Clearing is another option, where you can hop on to another course at a different uni. Science tutor Natalia, who previously received an offer from St Andrews University through Clearing, advises students to call universities as early in the morning as possible after receiving their results to get the ball rolling.
“The sooner you call, the more places will be available,” she says. You can go through clearing from 8am on results day. “Use the Ucas search tool to find courses that best suit you and from this, choose your top five to 10 locations,” adds Walpole. “Put aside some time to call your chosen universities, and have your clearing number written down as they will ask you for this.”
Once they’ve looked at your application, results and personal statement, be prepared to answer questions, and ask for an offer to be made even if you’re unsure about the course. Waiting lists change every hour, so keep calling universities for updates, says Natalia.
A university might give you a verbal offer or they might request to call you back. “These offers do normally allow you some time to think about it, but try not to leave it too long as others will also be going through the same process,” says Walpole. “Once you’ve made your decision, remember to contact the university directly again and say you’ve accepted their offer.”

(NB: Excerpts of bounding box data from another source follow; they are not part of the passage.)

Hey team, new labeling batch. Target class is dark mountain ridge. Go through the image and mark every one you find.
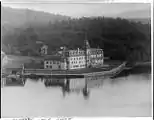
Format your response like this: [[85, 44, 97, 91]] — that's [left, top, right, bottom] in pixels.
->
[[2, 7, 151, 60]]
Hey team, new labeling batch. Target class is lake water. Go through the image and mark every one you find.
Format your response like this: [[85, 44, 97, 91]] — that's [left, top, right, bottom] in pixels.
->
[[1, 75, 152, 117]]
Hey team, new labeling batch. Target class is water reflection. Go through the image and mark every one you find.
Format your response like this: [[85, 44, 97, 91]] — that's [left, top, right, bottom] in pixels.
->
[[1, 75, 151, 117]]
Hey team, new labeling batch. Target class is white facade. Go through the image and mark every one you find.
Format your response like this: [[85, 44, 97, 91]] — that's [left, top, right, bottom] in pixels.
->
[[44, 60, 61, 70], [41, 45, 48, 55], [68, 56, 86, 69], [67, 49, 86, 69], [44, 56, 67, 70]]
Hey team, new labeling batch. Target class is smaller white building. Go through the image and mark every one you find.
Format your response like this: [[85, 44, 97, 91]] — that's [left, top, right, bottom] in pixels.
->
[[44, 56, 66, 70], [41, 45, 48, 55], [65, 48, 86, 69]]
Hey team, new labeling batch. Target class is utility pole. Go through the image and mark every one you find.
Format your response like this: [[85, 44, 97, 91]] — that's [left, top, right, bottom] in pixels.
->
[[84, 32, 87, 68]]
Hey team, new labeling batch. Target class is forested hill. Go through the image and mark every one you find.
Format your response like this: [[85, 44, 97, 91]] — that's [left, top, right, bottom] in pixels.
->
[[2, 6, 151, 60]]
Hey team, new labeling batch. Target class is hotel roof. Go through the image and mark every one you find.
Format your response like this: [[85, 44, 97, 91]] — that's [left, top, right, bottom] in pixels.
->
[[44, 55, 63, 61]]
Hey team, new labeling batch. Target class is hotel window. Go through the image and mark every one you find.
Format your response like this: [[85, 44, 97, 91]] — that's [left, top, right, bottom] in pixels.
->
[[46, 61, 48, 64], [46, 65, 49, 68]]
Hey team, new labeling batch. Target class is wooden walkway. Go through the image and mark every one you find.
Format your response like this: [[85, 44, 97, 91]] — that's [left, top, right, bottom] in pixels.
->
[[22, 62, 126, 78]]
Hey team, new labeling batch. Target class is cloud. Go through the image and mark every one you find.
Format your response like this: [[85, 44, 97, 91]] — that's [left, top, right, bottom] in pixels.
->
[[2, 0, 150, 17]]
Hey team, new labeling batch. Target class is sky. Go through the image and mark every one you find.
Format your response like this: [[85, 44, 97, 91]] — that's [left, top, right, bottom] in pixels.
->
[[2, 0, 150, 17]]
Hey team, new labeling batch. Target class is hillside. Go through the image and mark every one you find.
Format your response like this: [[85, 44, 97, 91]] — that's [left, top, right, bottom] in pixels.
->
[[2, 8, 151, 60]]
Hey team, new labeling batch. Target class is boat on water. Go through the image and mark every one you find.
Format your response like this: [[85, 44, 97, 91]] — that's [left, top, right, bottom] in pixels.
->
[[3, 62, 126, 86]]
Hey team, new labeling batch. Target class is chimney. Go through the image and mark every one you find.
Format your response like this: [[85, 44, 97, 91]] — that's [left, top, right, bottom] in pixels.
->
[[78, 48, 80, 52]]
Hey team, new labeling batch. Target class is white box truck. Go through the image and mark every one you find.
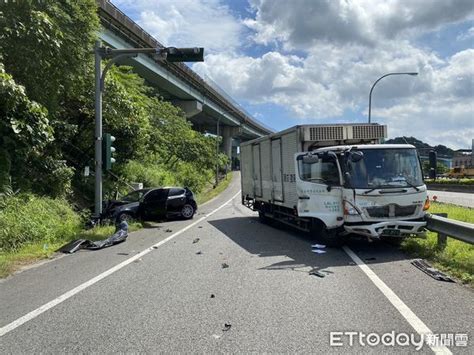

If you’re confused about anything or just want some impartial advice, call the Exam Results Helpline on 0800 100 900 (open 8am to 10pm). It can provide insights into going through Adjustment (changing universities when you’ve done better than expected), exploring apprenticeships options or taking a gap year to get some work experience.
Missing a uni offer can sometimes be a blessing in disguise, giving you time to reassess what you really want to do – a year out travelling might help you explore in more ways than one.
The Rest Of The Day (And Night)
You’ve debriefed with your mates and figured out next steps. Now it’s time to party. But first... food. Restaurants Chiquito and Frankie & Benny’s are both offering free dishes to A-level students, regardless of results.
Mexican restaurant Chiquito said it will give away a free tortilla dish. To claim it you need to show your results and student ID between 15 and 17 August at one of Chiquito’s branches. The offer will also be available to GCSE students next week between 22 and 24 of August. At Frankie & Benny’s you can get a free main course (up to the value of £13.89) when you order a bottle of Coke or pint of Budweiser. The offer is valid on 10” pizzas, pastas (excluding Risotto), and some burgers. Sign up to receive the offer here.
Both the National Careers Service and Mental Health UK suggest that students should go and celebrate no matter what their scores are. “It’s important to reward the sheer hard work and determination involved with getting exam results and a great way to do this is by planning something special with loved ones,” a spokesperson says.
A word in your ear from Mental Health UK: “Some people choose to celebrate success with alcohol but remember that drinking can also have a powerful effect on your mood” – bear this in mine if you are heading out drinking or when you’re staring down the barrel of that tenth tequila shot at midnight.
Regardless of your results, today should be a celebration of the friends you’ve met throughout school and college, the fun you’ve had together – and the fact that you’re now entering a new stage of your life. Well done. You made it!